Re: ZFS deadlocks triggered by HDD timeouts

From: Warner Losh <imp_at_bsdimp.com>
Date: Wed, 01 Dec 2021 20:36:58 UTC
On Wed, Dec 1, 2021 at 1:28 PM Alan Somers <asomers@freebsd.org> wrote:

> On Wed, Dec 1, 2021 at 11:25 AM Warner Losh <imp@bsdimp.com> wrote:
> >
> >
> >
> > On Wed, Dec 1, 2021, 11:16 AM Alan Somers <asomers@freebsd.org> wrote:
> >>
> >> On a stable/13 build from 16-Sep-2021 I see frequent ZFS deadlocks
> >> triggered by HDD timeouts.  The timeouts are probably caused by
> >> genuine hardware faults, but they didn't lead to deadlocks in
> >> 12.2-RELEASE or 13.0-RELEASE.  Unfortunately I don't have much
> >> additional information.  ZFS's stack traces aren't very informative,
> >> and dmesg doesn't show anything besides the usual information about
> >> the disk timeout.  I don't see anything obviously related in the
> >> commit history for that time range, either.
> >>
> >> Has anybody else observed this phenomenon?  Or does anybody have a
> >> good way to deliberately inject timeouts?  CAM makes it easy enough to
> >> inject an error, but not a timeout.  If it did, then I could bisect
> >> the problem.  As it is I can only reproduce it on production servers.
> >
> >
> > What SIM? Timeouts are tricky because they have many sources, some of
> which are nonlocal...
> >
> > Warner
>
> mpr(4)
>

Is this just a single drive that's acting up, or is the controller
initialized as part of the error recovery?
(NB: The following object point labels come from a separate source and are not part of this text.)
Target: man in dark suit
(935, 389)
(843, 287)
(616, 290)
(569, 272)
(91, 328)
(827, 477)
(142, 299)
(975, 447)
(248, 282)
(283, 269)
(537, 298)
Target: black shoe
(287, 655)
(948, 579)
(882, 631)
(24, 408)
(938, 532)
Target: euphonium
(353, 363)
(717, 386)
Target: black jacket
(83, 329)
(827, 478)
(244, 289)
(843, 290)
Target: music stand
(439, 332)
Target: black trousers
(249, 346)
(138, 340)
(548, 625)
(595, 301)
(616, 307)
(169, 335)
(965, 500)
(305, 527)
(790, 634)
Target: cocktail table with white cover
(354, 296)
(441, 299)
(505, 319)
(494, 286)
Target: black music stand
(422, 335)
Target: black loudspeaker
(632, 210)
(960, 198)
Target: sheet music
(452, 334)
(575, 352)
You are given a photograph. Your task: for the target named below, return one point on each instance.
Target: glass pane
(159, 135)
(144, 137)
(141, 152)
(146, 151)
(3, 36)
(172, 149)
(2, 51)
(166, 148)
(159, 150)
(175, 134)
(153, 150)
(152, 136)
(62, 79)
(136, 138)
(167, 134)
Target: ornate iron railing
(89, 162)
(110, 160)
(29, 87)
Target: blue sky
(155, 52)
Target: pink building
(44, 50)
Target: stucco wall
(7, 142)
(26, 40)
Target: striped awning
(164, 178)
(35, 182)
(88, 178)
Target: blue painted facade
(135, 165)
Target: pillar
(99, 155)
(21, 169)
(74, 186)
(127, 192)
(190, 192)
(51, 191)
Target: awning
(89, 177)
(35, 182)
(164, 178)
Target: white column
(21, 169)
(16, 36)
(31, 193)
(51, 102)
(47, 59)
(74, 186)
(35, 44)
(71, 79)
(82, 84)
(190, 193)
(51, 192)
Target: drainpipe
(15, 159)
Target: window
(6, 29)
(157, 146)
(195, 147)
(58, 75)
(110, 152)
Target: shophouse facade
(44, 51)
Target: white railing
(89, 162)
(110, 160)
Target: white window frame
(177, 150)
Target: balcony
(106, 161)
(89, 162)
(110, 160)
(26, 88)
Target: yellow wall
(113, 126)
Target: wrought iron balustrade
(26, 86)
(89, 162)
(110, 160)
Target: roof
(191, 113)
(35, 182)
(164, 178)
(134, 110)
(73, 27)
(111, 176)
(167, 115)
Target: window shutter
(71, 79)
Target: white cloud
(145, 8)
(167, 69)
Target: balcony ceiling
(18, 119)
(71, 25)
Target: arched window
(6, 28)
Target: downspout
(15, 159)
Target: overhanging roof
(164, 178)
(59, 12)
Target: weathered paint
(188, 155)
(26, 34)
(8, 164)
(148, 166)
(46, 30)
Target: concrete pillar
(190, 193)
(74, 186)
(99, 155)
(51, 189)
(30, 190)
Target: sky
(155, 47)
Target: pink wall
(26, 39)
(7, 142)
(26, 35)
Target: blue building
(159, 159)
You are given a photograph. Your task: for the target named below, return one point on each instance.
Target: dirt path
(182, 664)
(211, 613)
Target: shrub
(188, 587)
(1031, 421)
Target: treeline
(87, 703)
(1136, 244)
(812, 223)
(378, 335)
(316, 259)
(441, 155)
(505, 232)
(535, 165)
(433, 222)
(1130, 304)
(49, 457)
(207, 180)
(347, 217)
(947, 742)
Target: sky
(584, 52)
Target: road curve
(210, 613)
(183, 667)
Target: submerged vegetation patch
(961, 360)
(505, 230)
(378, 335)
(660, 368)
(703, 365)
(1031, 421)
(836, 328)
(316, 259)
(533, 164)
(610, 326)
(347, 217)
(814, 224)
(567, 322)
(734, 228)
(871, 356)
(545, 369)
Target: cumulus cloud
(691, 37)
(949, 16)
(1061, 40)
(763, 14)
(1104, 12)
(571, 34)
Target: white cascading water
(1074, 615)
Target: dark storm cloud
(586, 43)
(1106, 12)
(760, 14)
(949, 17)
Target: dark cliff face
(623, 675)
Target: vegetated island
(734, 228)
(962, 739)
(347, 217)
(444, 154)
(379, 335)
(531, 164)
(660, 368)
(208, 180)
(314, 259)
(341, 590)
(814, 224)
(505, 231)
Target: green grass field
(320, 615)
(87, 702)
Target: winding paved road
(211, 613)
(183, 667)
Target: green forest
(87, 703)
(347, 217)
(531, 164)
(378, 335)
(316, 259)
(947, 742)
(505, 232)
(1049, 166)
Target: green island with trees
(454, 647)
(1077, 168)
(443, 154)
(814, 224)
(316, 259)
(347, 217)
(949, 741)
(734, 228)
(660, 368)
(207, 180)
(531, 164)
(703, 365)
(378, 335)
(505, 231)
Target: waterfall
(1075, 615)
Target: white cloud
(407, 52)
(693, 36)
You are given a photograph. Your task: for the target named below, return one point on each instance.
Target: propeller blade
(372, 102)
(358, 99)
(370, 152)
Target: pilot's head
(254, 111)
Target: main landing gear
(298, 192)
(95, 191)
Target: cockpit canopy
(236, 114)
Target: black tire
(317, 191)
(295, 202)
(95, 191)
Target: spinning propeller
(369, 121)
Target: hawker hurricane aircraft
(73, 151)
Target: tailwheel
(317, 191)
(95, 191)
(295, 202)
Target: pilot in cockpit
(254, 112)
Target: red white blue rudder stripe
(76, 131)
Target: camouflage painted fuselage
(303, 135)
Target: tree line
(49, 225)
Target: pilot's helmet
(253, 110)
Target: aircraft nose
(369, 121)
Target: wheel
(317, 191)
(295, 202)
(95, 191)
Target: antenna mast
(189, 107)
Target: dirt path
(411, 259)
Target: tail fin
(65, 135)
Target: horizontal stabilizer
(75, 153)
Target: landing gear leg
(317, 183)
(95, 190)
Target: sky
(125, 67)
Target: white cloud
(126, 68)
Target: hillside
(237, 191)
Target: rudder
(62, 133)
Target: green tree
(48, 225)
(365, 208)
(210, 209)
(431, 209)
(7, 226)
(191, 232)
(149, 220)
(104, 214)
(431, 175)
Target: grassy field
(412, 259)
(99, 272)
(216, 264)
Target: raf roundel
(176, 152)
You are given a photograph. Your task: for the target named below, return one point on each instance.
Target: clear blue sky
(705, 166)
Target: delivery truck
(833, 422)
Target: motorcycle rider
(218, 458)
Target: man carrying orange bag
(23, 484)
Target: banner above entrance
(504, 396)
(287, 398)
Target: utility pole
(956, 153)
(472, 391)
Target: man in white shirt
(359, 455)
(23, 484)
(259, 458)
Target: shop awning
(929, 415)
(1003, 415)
If a single drive,
are there multiple timeouts that happen at the same time such that we
timeout a request while we're waiting for
the abort command we send to the firmware to be acknowledged? Would you be
able to run a kgdb script to see
if you're hitting a situation that I fixed in mpr that would cause I/O to
never complete in this rather odd circumstance?
If you can, and if it is, then there's a change I can MFC :).

Warner